Checklists Over Rulebooks

“It ain’t what you do, it’s the way that you do it.” — Melvin Oliver and James Young

Anyone who’s joined an existing team knows that it’s challenging to find your groove: unspoken rules and team habits govern how the work gets done, and until you crack the code, you’re bound to make a few missteps. While this reliance on implicit knowledge is frustrating for new team members, it can be downright dangerous to organizations—without established policies and procedures, it’s all too easy for a critical step to be forgotten, leading to larger problems down the line.

We’ve seen a lot of teams try to overcompensate by documenting everything about their work, from how to run a meeting to how to store files. But all too often, this results in an intimidating document with a steep learning curve, which leads to everyone ignoring it. Or you’ll see the opposite problem: due to rapid market changes, team members have to spend so much time updating the document that it becomes more of a hindrance than a help.

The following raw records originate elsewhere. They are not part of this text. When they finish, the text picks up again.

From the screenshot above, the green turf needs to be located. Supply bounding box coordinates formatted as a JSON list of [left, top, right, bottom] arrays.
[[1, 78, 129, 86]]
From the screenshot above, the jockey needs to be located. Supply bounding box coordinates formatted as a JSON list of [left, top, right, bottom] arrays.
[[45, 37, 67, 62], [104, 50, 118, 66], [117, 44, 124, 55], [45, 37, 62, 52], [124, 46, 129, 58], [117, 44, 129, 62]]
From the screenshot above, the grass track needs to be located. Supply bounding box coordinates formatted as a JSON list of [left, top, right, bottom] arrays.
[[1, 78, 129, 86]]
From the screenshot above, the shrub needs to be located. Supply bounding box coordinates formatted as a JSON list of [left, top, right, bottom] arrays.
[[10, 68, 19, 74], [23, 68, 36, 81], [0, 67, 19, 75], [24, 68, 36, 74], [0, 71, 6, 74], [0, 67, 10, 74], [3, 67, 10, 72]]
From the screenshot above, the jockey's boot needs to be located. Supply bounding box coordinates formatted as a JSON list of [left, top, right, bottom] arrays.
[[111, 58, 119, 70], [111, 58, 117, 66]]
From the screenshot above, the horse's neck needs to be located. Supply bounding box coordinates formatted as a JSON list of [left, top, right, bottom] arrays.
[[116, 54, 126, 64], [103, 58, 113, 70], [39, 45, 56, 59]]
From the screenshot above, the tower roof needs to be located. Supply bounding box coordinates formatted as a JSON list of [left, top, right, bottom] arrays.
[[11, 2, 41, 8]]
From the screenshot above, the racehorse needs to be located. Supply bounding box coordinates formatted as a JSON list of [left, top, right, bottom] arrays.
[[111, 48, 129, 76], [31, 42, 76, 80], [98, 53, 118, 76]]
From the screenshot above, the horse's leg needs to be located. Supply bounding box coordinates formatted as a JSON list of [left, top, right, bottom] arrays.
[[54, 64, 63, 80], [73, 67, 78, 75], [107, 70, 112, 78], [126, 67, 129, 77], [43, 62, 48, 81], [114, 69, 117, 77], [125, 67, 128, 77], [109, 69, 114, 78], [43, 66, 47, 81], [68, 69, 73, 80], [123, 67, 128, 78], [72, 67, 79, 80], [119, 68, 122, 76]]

That’s why instead of an all-inclusive rulebook, we suggest clients think in terms of checklists: compile the actions that are easiest to forget, but that will have the greatest impact. In the operating room, for instance, the simple step of introducing everyone in the surgical team led to a 35% reduction in complications and deaths.

Your task as a leader is to identify, codify, and repeat those key actions within your own workplace. Of course, you may not be able to determine what’s necessary and what’s “nice to have” overnight; it will take testing and practice. To review how you get work done, hold a brainstorm and review:

  1. What are our current policies and processes, both implicit and explicit? Ask the team to conduct a mini-project retrospective in order to capture process and policies based on past work. Be sure to create a safe space for candid feedback.

  2. What errors are we trying to solve for?Remember that the goal isn’t to perfectly document every step in the process, but to ensure that the most repeated and yet most impactful steps are documented. Create policies and processes just for these critical moments.

  3. How are we sharing our policies and processes? The most efficient policies in the world won’t help you if everyone’s not on the same page. Adopt a transparent system of record so that it’s easy for anyone to get up to speed. This can look like a Google Doc, a Wiki, an employee handbook… whatever format works best for your team.

While you should be using your policies and processes on a regular basis, we recommend reviewing them:

  1. During the Team Retrospective, which asks team members to reflect on and amend the team’s policies.

  2. During the Project Retrospective, when team members reflect on the overall process of work.